Now, since buildSongSet is called from inside a loop, creating the map executes in N^2 time. When the input array is 4 songs, searches run very fast, but when using the full array of 10514 elements, it can take over 15+ min to build the map on a 2.4GHz machine with 6 GiB RAM. What can I do to make this code more efficient? Unfortunately, reducing the input data is not an option.

Solution

It looks like your buildSongSet is doing redundant work. Your block:

if (lyricWords.containsKey(word)) {
    addToSet= lyricWords.get(word);
    addToSet.add(song);
    word=readIn.next();
}

adds a song to an existing set. So, when you find a word you don't know about, just add one song to it. Change buildSongSet to:

public void buildSongSet(String word, Song firstSongWithWord) {     
    TreeSet<Song> songSet= new TreeSet<Song>();
    songSet.add(firstSongWithWord);
    lyricWords.put(word, songSet);
    System.out.println("Word added "+word);
}

the remaining songs left to be iterated will then be added to that songset from the first block of code if they contain that word. I think that should work.

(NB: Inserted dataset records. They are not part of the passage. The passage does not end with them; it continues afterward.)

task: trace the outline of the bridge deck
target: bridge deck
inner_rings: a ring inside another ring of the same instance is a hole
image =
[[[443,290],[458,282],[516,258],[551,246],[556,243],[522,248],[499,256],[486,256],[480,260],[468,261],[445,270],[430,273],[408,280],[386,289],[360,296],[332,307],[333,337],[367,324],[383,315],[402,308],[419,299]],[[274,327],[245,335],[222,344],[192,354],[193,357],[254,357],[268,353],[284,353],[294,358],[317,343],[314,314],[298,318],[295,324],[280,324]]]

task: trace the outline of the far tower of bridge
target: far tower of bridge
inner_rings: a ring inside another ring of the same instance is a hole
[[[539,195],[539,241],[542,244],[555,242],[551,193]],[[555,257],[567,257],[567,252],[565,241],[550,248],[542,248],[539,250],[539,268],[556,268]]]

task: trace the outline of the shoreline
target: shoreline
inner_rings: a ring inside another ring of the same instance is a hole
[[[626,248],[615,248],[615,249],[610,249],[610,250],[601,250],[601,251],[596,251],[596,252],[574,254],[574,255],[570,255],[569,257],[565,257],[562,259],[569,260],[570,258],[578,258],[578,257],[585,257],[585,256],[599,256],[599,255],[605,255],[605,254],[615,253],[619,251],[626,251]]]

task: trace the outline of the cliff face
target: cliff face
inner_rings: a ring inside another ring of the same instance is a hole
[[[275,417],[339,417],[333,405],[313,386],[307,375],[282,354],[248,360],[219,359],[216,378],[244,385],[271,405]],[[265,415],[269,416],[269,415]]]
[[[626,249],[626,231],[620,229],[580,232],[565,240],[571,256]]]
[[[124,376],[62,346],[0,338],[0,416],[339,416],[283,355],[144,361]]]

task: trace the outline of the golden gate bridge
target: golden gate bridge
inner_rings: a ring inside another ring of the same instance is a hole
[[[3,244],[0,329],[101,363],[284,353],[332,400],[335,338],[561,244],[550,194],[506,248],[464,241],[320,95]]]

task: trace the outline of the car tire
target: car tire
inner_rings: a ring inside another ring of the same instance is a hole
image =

EDIT just saw this was homework... so removed the HashSet recommendations..

Ok.. so suppose you have these Songs in order with lyrics:

Song 1 - foo
Song 2 - foo bar
Song 3 - foo bar baz

Song 1 will see that foo does not contain lyricWords, so it will call buildSongSet and create a set for foo. It will add itself into the set containing foo.

Song 2 will see that foo is in lyricWords, and add itself to the set. It will see bar is not in the set, and create a set and add itself. It doesn't need to traverse previous songs since the first time the word was seen was in Song 2.

Song 3 follows the same logic.

Another thing you can try doing to optimize your code is to figure out a way to not process duplicate words in the lyrics. if your lyrics are foo foo foo foo bar bar bar foo bar then you're going to be doing a lot of unnecessary checks.

EDIT also see rsp's answer - additional speedups there, but the big speedup is getting rid of the inner loop - glad it's down to 15 secs now.